Closed bblodfon closed 1 year ago
Hi @mb706, @sebffischer! Does any of you maybe have time to give me a suggestion on how to tackle the above?
I had implemented a boot
-based function which had its problems especially on the parallelization part (don't ask :) I came back to this since I thought there might be a more neat way to do this with mlr3pipelines
.
The main idea is this: I have an already trained learner
and a test task
. I want to bootstrap the test task and get predictions (and some performance score) from each bootstrapped version. Sounds like resample
without training (and also parallelizable) => is there any way to do it that I may have missed?
Hey @bblodfon
A couple of thoughts: I don't think the greplicate
+ subsample
-combo will work. The subsample
PipeOp only subsets during training and not during prediction, but the learner predicts during prediction.

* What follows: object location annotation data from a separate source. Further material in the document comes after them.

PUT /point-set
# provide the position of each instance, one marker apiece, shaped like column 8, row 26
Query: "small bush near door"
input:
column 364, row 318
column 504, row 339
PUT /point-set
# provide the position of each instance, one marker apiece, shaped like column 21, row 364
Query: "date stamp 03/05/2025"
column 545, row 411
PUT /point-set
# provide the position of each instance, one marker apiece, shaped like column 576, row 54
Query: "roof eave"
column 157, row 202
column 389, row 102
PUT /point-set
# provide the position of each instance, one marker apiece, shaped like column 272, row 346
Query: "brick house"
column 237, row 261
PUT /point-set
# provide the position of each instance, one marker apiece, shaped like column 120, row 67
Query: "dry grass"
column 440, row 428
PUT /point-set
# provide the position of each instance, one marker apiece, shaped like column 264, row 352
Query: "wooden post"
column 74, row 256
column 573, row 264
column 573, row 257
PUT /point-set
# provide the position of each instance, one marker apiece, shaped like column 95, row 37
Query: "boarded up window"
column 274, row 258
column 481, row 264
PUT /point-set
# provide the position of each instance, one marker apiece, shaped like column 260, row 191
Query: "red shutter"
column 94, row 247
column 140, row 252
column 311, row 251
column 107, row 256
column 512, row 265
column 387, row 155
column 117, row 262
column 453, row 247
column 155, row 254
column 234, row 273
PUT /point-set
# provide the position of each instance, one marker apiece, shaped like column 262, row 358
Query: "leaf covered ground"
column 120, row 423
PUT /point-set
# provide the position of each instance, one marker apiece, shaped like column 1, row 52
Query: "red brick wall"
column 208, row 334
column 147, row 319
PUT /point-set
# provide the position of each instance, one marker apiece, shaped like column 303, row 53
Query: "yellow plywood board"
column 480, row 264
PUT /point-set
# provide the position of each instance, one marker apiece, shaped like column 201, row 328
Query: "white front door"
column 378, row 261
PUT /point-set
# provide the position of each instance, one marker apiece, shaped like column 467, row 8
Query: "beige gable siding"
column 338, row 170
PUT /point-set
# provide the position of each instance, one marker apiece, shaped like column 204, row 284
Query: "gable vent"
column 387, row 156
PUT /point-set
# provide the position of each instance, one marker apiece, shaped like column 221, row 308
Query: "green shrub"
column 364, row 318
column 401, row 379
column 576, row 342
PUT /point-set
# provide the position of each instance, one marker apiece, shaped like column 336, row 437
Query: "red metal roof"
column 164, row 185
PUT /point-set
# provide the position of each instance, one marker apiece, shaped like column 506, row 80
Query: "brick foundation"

Furthermore, I don't think that we can parallelize the execution of a Graph
, so when you want to be able to parallelize this, you need a different approach, using e.g. the future.lapply
package like below:
library(mlr3pipelines)
library(mlr3)
learner = lrn("classif.rpart")
obj = po("subsample", frac = 1, replace = TRUE)
task = tsk("iris")
ids = partition(task)
task_predict = task$clone()$filter(ids$test)
task$filter(ids$train)
learner$train(task)
res = future.apply::future_lapply(1:10, function(i) {
set.seed(i)
task_subsampled = obj$train(list(task_predict))[[1L]]
learner$predict(task_subsampled)
}, future.seed = TRUE)
Created on 2023-03-07 with reprex v2.0.2
Note that we are currently also working on confidence intervals for the generalization error. We are benchmarking existing methods and will make them available through the mlr3benchmark
package.
For that, we are adding S3 function like infer_<method>
that have methods for a ResampleResult
and a BenchmarkResult
.
May I ask why you are bootstrapping instead of calculating confidence intervals using a normal approximation?
Hi Sebastian (@sebffischer),
Note that we are currently also working on confidence intervals for the generalization error. We are benchmarking existing methods and will make them available through the mlr3benchmark package.
Nice! It will be nice to check these features when they are out! I am planning to do something related, maybe more towards using Bayesian methods.
May I ask why you are bootstrapping instead of calculating confidence intervals using a normal approximation?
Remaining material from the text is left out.